5) Edit to perfection
Edit to perfection; read the text out loud to yourself, this really helps identify sentences that don’t work. There are apps for that if you feel awkward doing it yourself. Any well-written pieces you come across are revised many, many times before you got to see it. This is a crucial step in the writing process. Ideally, you want to leave pieces you have written for at least 24 hours, and then return with fresh eyes and revise as needed. If you do it too soon after writing it, you will not see the issues there might be.
6) Speaking of perfection: perfectionism is the enemy of a finished thesis
Many of us are perfectionists. And that is not necessarily a bad thing, it helps us do our work properly. However, when it comes to thesis writing, it can become a major trap. The problem is that there are always ways to improve the work. There is always more to write about. There is always more that could be revised. But what is important is that you get it done. At some point, it has just got to be good enough, as perfect as it can or should be.
7) Get feedback
Very important in all stages of your writing process is to get feedback. And don’t feel bad for requesting it or that the version you are sending is not perfect. I struggled for years to accept that, always wanting to send it when it was already so great, my supervisor would be like, wow, here are just a few comments, and it can go. But it never was like that, ever. Ask your friends, colleagues, and supervisors to have a look and comment on it. They will have great advice and might spot some clarity issues you simply missed as you have been working on it for so long.
8) You are going to think the introduction will be easy to write, which you can just do quickly at the end
It is not.
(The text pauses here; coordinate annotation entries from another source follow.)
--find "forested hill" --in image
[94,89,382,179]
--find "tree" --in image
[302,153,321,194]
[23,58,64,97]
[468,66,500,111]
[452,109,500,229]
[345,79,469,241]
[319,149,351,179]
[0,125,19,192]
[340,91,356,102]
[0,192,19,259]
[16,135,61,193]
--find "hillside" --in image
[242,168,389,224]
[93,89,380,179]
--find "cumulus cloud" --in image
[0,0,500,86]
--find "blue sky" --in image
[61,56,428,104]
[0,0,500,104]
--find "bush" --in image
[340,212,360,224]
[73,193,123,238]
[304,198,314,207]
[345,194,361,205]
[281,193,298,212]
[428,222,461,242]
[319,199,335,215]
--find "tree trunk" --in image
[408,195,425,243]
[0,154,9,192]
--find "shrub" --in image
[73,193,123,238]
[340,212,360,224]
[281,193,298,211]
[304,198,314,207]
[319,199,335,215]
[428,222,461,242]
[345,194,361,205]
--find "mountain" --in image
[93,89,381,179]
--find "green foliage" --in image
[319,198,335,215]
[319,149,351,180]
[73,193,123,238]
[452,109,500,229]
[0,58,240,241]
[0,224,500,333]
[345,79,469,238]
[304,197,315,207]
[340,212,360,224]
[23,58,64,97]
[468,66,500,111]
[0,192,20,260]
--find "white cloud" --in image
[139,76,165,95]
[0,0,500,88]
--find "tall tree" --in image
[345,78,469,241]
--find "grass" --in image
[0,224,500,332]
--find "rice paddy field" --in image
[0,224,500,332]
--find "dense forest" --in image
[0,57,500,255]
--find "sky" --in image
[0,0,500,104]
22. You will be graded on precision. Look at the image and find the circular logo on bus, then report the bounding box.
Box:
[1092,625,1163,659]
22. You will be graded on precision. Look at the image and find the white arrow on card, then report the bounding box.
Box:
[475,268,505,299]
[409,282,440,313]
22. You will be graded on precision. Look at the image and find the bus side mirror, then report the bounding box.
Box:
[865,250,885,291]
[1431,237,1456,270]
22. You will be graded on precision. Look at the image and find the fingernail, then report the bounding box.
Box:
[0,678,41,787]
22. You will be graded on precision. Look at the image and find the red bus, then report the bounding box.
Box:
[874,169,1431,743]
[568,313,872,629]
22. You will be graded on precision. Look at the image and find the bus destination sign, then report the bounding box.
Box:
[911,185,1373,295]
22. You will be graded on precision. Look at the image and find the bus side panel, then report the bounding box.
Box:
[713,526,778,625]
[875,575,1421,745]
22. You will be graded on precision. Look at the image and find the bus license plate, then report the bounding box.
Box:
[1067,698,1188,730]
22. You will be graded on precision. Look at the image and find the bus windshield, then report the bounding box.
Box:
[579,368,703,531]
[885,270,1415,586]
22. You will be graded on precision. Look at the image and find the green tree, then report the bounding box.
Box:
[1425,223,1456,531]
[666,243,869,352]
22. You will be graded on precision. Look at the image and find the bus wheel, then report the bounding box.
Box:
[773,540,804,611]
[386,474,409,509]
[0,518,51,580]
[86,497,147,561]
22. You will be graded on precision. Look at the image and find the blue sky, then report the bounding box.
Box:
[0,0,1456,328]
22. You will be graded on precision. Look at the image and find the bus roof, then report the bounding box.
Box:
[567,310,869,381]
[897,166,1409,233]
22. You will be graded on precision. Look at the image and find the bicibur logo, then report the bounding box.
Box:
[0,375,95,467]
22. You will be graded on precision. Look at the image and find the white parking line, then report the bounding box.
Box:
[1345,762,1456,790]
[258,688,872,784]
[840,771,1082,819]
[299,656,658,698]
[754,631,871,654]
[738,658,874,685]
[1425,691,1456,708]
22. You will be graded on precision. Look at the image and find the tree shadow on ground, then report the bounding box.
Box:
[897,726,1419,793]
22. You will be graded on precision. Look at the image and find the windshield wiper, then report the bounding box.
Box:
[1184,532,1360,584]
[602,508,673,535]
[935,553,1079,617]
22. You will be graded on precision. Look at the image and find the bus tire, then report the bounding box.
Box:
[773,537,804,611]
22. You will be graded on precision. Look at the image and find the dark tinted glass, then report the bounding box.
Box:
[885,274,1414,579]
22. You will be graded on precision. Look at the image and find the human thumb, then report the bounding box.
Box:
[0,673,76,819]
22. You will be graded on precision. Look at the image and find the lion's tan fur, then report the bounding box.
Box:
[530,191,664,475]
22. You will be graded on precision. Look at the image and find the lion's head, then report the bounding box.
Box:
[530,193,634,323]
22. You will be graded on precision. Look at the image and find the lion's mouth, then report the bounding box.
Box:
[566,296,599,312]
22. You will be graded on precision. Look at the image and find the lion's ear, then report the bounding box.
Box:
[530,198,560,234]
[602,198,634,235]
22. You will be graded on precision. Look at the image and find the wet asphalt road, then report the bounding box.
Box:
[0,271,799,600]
Do not fall into this trap. Work on it early on, not just right before your deadline. Yes, you do know the literature, and yes, you do know what should be in it. But writing concisely about your topic is not easy, and neither is finding the right balance to only write what is really necessary. There are going to be many revisions, and also do not underestimate the time it takes to edit and format references. Which brings me to my next point.
9) Use referencing software
Learn how to use it, and never, ever, think ‘oh well, I can just do this manually’. This is going to cost you a lot of time and frustration in the end. I have done it and do not recommend it. I have seen others time and time again do it… afterward, they also did not recommend it. Years ago, it was often difficult to get access to referencing software like Endnote, which is costly. Luckily now there are multiple free options that you can use. Both Mendeley and Zotero are great options for these purposes.
10) Writing tools are your friend
Use tools to your advantage. For instance, a great writing tool we blogged about earlier is Scrivener. Even though most writing software has built-in grammar and spelling checkers, these are often not of the best quality. We recommend using Grammarly instead. There is also this handy tool called the Academic Phrasebank for when you are having trouble with your wording.
There are also many planning apps, like Trello and Asana that can help you schedule writing time, and organize what sections to work on and when. The Pomodoro technique, in which you focus for periods of 20 minutes after which you take a 5 min break, is used by many to help in concentration on the task at hand. There are many apps that can help you stick to such a schedule, or that can block your social media for some time.
Everyone works in a different way, find what is best for you, and get the best help you possibly can. You can and will finish that thesis!